Tidak hanya itu, Etika ASN di Era Digital bijaklah dalam bermedia sosial, pastikan apa yang ditampilkan mencerminkan profesionalisme menjaga Marwah Institusi, jadikan média sosial sebagai sarana untuk menginspirasi dan mengedukasi bukan sekedar menunjukan eksistensinya.
Bupati juga mengatakan soal kebijakan WFH dan Efesiensi Energi. Sejalan dengan kebijakan pemerintah pusat, saat ini tengah menghadapi tantangan global termasuk krisis energi yang berdampak pada mengingatnya kebutuhan efesien khususnya dalam penggunaan bahan bakar.
“Karena itu, Pemerintah Kabupaten Sumedang menerapkan kebijakan Flexible Working Arrangement termasuk pelaksanaan Work From Home (WFH) setiap hari Jumat sebagai efesiensi énérgi.
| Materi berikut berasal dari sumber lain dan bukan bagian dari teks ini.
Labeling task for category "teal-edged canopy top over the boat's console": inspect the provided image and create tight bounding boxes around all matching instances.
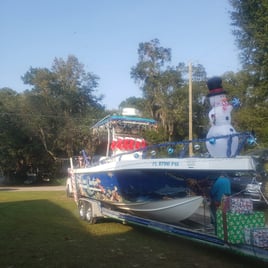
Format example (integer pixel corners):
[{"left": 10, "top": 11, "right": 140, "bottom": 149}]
[{"left": 92, "top": 115, "right": 156, "bottom": 128}]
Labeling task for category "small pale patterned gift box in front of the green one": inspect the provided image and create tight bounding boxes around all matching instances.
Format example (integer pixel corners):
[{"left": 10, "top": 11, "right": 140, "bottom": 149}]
[{"left": 245, "top": 227, "right": 268, "bottom": 248}]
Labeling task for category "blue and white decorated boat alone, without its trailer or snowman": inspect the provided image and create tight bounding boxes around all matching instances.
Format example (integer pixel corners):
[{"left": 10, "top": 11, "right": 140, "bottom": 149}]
[{"left": 66, "top": 108, "right": 264, "bottom": 223}]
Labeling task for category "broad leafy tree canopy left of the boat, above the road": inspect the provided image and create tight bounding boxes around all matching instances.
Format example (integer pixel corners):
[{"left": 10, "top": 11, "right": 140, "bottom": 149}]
[{"left": 0, "top": 56, "right": 105, "bottom": 182}]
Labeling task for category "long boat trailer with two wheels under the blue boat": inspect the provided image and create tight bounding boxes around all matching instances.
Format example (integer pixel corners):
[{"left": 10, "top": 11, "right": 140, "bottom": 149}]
[{"left": 78, "top": 198, "right": 268, "bottom": 262}]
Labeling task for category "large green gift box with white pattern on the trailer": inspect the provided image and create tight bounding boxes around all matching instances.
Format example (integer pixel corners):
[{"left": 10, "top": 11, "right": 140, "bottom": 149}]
[{"left": 216, "top": 210, "right": 265, "bottom": 244}]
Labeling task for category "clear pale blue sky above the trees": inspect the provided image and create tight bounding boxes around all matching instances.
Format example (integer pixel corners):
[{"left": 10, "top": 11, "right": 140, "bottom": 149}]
[{"left": 0, "top": 0, "right": 240, "bottom": 109}]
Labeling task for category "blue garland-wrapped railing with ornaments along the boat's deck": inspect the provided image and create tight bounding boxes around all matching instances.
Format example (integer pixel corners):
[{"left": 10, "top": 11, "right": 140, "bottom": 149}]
[{"left": 73, "top": 132, "right": 256, "bottom": 167}]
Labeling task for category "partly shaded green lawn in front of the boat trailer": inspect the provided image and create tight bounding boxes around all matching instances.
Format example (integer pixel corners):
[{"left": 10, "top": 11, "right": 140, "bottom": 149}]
[{"left": 0, "top": 191, "right": 267, "bottom": 268}]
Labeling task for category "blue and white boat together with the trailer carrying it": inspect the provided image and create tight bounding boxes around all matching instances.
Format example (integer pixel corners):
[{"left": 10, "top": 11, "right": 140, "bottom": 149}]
[{"left": 68, "top": 109, "right": 268, "bottom": 259}]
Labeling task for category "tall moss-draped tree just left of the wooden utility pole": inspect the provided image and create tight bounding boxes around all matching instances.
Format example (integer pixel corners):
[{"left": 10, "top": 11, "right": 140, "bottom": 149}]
[{"left": 131, "top": 39, "right": 189, "bottom": 140}]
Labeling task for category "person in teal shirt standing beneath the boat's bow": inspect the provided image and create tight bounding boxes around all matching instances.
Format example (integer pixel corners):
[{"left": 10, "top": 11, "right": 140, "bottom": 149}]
[{"left": 210, "top": 175, "right": 231, "bottom": 225}]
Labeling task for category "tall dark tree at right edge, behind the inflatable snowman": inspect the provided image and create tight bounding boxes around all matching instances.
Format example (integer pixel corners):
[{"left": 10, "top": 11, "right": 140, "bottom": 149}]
[{"left": 230, "top": 0, "right": 268, "bottom": 145}]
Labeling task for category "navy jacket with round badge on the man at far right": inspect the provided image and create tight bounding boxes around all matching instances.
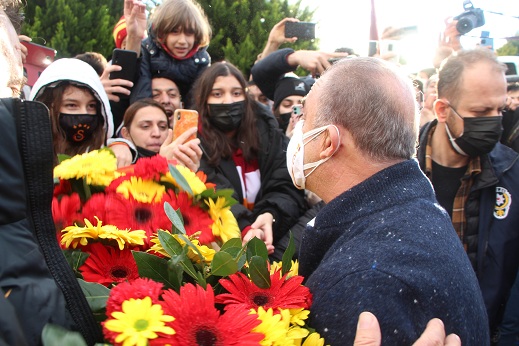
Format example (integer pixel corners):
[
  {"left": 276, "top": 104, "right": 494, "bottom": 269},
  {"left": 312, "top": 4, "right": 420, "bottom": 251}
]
[{"left": 418, "top": 120, "right": 519, "bottom": 331}]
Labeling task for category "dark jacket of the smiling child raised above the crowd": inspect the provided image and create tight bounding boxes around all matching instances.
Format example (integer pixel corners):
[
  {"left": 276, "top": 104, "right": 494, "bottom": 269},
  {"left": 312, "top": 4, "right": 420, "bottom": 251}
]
[{"left": 130, "top": 36, "right": 211, "bottom": 104}]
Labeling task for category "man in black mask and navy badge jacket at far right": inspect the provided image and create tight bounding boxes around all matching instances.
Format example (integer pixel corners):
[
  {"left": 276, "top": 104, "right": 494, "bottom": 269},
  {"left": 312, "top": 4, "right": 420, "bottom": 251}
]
[{"left": 418, "top": 48, "right": 519, "bottom": 344}]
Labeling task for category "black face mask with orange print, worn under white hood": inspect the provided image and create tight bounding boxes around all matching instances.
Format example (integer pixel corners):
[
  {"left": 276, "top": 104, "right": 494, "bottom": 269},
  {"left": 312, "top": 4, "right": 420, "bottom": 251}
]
[{"left": 59, "top": 113, "right": 102, "bottom": 144}]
Saya tegaskan bahwa WFH bukan berarti menurunkan kinerja melainkan harus dimaknai sebagai upaya untuk tetap produktif, terukur dan bertanggung jawab dengan berbasis pada capaian kinerja dengan pelayanan masyarakat harus tetap berjalan optimal tanpa kendala,”tegasnya.
Tidak hanya itu, dengan Gerakan Transfortasi Umum dan Efesien dengan WFH juga melakukan langkah konkrit melalui penyesuaian penggunaan kendaraan bermotor di lingkungan ASN. Pembatasan penggunaan dinas maksimal 50% pada hari Senin, Selasa dan Kamis, Penggunaan Transportasi Umum pada hari Rabu serta tetap diberlakukannya penggunaan angkutan umum pada hari Jumat.
“Kebijakan ini merupakan bagian dari upaya efesiensi anggaran, pengendalian konsumsi énergi, pengurangan polusi serat membangun budaya hidup sehat. Maka dari saya mengajak, khsusunya saudara yang baru diangkat, untuk menjadi teladan dan pelopor dalam mendukung kebijakan ini.
Menjadi PNS adalah impian dan kesempatan yang tidak semua orang bisa memperolehnya, karena itu jalani dengan penuh rasa sukur dan buktikan melalui kinerja terbaik.
“Saudara adalah generasi penerus penyelenggaraan Pemerintah di Kabupaten Sumedang teruslah belajar tingkatkan kapasitas diri dan bangun etos kerja yang tinggi, tetap semangat, luruskan niat dan bekerjalah dengan tulus untuk masyarakat,”Harapnya.